На нашем литературном портале можно бесплатно читать книгу Осень в Декадансе - Гамаюн Ульяна, Гамаюн Ульяна . Жанр: Современная проза. Онлайн библиотека дает возможность прочитать весь текст и даже без регистрации и СМС подтверждения на нашем литературном портале kniga-online.org.
1 ... 17 18 19 20 21 ... 64 ВПЕРЕД
Перейти на страницу:

У художников по случаю начала слушаний были свои профессиональные радости. Новые лица так и просились на бумагу. Особенно радовал судебный председатель, обрюзгшее лицо которого было системой складок и живописных морщин, с набрякшими веками и мясистым носом, поры которого напоминали кратеры и хорошо просматривались даже с задних рядов. Наблюдать за работой жевательных и мимических мышц этого человека было чистейшим наслаждением.
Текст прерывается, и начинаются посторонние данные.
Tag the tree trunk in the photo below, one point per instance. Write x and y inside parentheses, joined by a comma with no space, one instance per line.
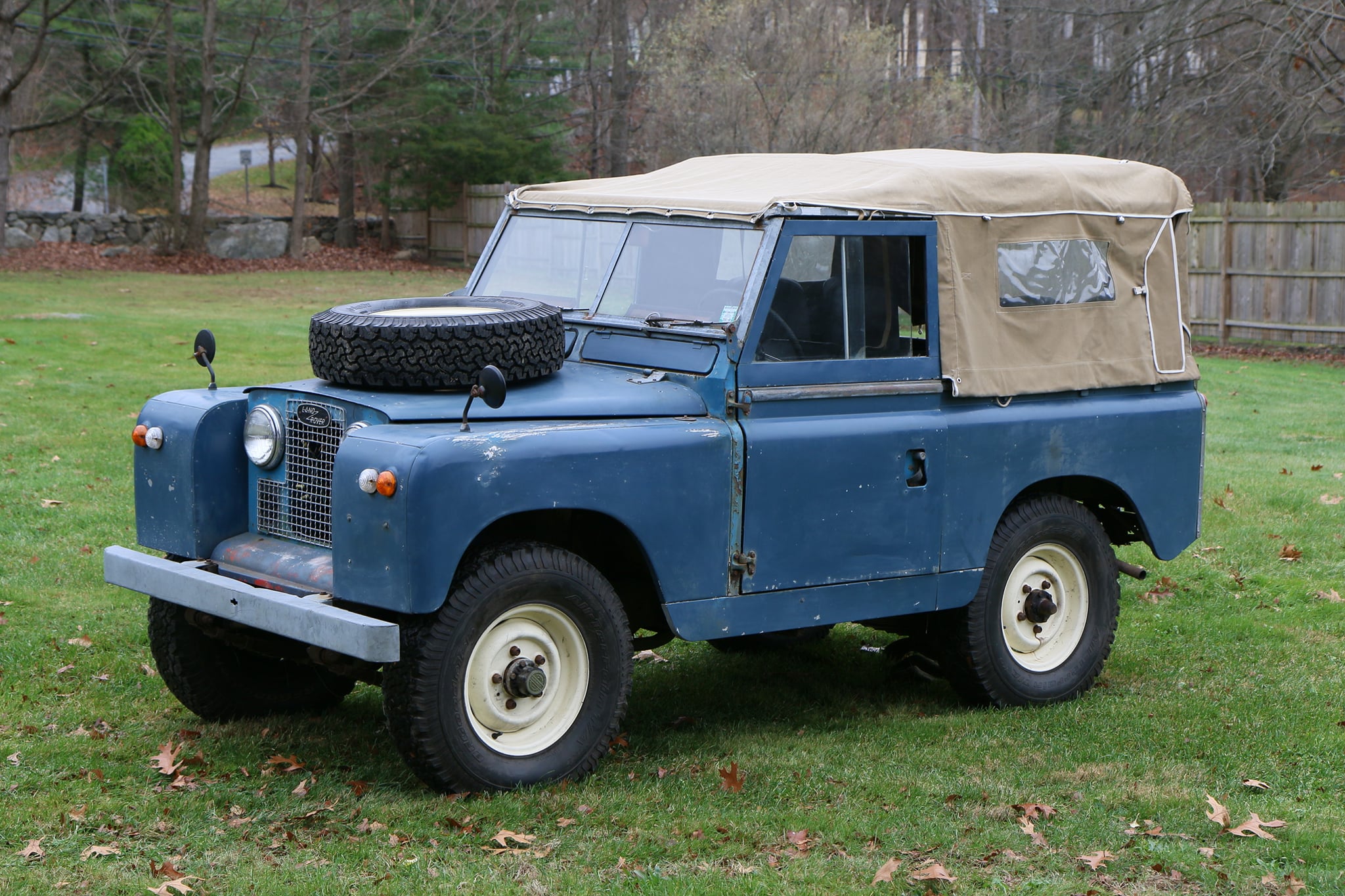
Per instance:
(345,137)
(195,240)
(619,148)
(305,85)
У вас на глазах дородный, флегматичный боров свирепел и начинал неистово брызгать слюной. Кабы не брови громовержца, он вполне сошел бы за брюзгливого, но безобидного старикана. Как все садисты, он был патологически труслив, в зависимости от обстоятельств впадая то в раболепие, то в зверство, волшебно преображаясь из лизоблюда в людоеда. Прокурор, женщина с зычным голосом и замашками маньяка, третировала свидетелей и внушала священный трепет всем присутствующим. А вот ее помощник с бровками домиком, несмотря на статность и респектабельный костюм, выглядел несмышленым юнцом. Лицо у него было такое, будто его по дороге в суд пытали, но он так и не выдал тайны. Зато обвиняемый излучал эпическое спокойствие и нерушимую самоуверенность прожженного политфункционера, поднаторевшего в пустозвонстве и способного болтать о чем угодно сколь угодно долгий промежуток времени, а главное — уверенного в безнаказанности любого зла, которому власть выдала охранную грамоту. Вальяжно развалясь на стуле, он наблюдал за происходящим со снисхождением и ленцой, как посетитель какого-нибудь варьете. Я ничего не знал об обвиняемом, но, если судить по соотношению лицевой части головы к ее мозговой части, умом он не блистал, а таланты проявлял в какой-нибудь узкоспециальной комитетной ипостаси.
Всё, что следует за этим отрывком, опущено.